Ben Drevlow Interview with Jonathan Cardew
Welcome to Connotation Press, Ben Drevlow! We’re thrilled to feature your work in this month’s issue.
“Enough SURGE and I can open a vein and bleed twenty thousand words in a day. Script out my whole life story except for a satisfactory end...”
This story is all about a writer writing in only the way he knows how. As a writer, I completely identified with this story! Though I don’t tear at my skin or drink SURGE!, I do have my own slightly off and unhealthy writing routines (writing late in the night, smoking, listening to DJ mixes from the 90’s) Then there are those writers who arise at 6:00 after a satisfactory night’s sleep to pen their masterpieces while sipping tea and generally living healthy and exercising. WTF?
What’s your writing SURGE!? What aids you in bashing out twenty thousand words in a day?
For the sake of my own mental health, I really wish I could say that this story was more fictional than it actually is, but for a long time Surge was my SURGE! (as well as Red Bull, Monster, Mountain Dew, and Mellow Yellow in a pinch). I did switch to Diet Coke for a long time but that (somewhat ironically) would make me sick to my stomach when I drank too many (whereas I can slam a scary number of full-flavored sodas in a day without getting gut-rot).
For the sake of my not dying or getting my legs amputated in the next five to ten years, I’ve tried to make writing more of a regular “morning-workout-with-water” kind of thing and less of a “SURGE!-fueled-week-long-bender” kind of thing.

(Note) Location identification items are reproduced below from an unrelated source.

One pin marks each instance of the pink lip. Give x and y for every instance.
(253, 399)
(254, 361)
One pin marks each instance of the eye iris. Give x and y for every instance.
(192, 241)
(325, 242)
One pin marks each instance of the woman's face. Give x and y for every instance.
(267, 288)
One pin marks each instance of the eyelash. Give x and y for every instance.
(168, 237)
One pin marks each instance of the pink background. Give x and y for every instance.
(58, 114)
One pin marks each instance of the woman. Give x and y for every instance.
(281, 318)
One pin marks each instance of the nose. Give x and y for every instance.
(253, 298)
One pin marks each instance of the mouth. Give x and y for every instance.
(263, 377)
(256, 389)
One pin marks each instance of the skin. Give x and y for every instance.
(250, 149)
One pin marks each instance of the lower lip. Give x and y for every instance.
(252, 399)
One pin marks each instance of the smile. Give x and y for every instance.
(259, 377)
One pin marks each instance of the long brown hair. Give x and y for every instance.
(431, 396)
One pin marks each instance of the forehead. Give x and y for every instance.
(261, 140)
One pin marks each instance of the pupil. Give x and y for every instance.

I’m still working on cutting down on the soda, still working on not scratching the skin off my arms, but these days, my best fuel for pounding out 20K is a balanced cocktail of Klonapin, Adderall, and Lexapro.
This is also a story about a relationship with a writer. Arggghh! I love this bit in the story: “Sometimes we’ll both be drinking. Her sweet red wine. My glorious SURGE!. It’ll be the middle of the night and I’ll be typing, typing, typing only to have her stumble into my office naked, drunk, and punching herself in the face.”

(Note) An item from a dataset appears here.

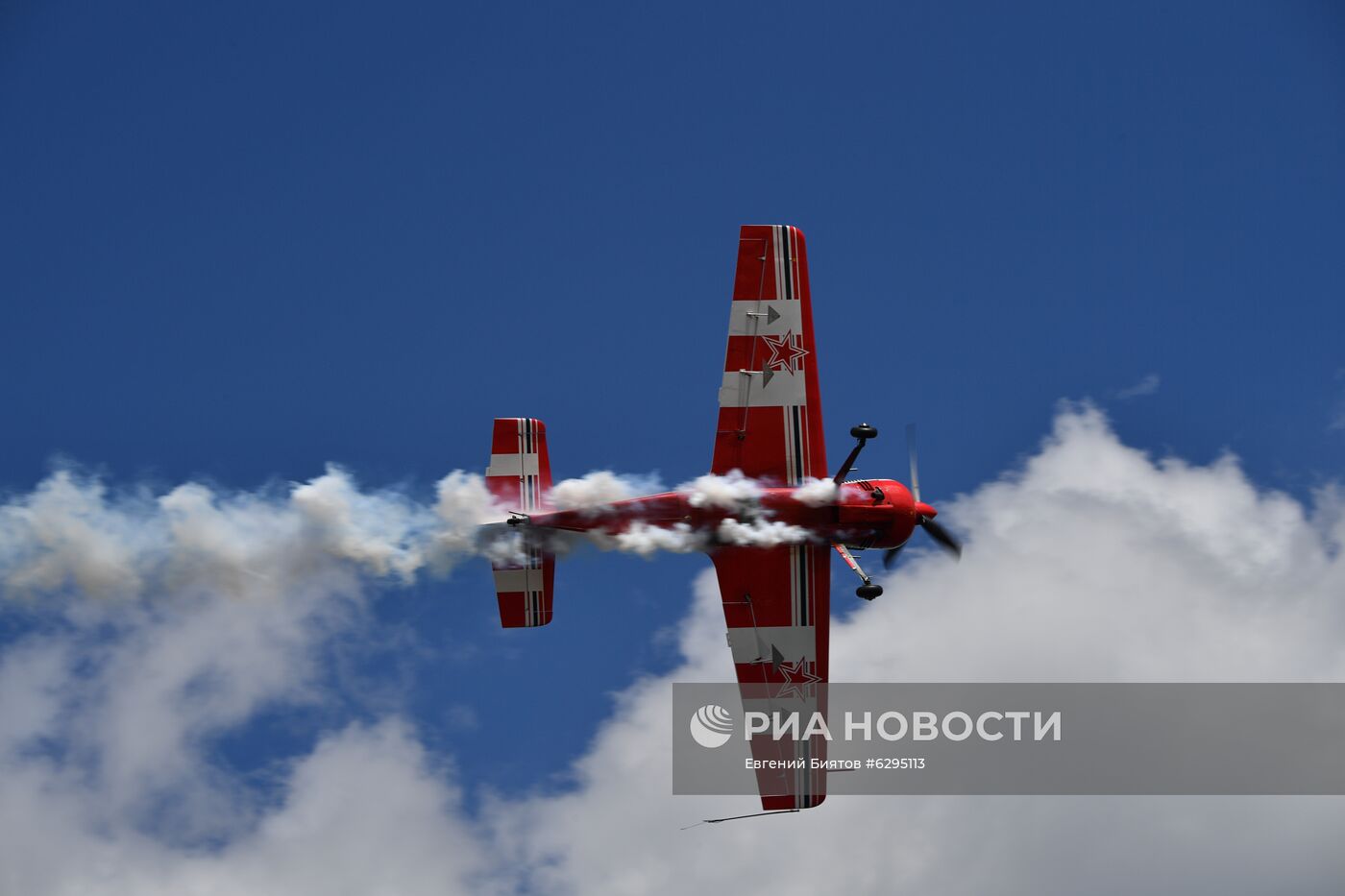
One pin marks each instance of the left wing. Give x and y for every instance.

Should writers procreate with other writers, or should they intermingle with different species (non-writers)?
Full-disclosure: I’ve been with my poet wife and love of my life for fifteen years now (married for five). We will not be procreating any time soon, but I do know a handful of writer couples who have recently procreated and even a few writer couples who have raised seemingly well-adapted children.
In deference to them, I will simply say that there are many, many writer-couples who should not procreate.
But then, as I say this, I immediately think of the beginning of the movie Idiocracy, where the “snobby” couple is like, Gee, I don’t know if this the right time to children, and Oh, I don’t know if we’re ready to bring children in to this world. And then the other million people on the other side of the tree of life are like DRINKDRINKDRINKFUCKFUCKFUCK… And ta da! Here are all our babies to take over the world.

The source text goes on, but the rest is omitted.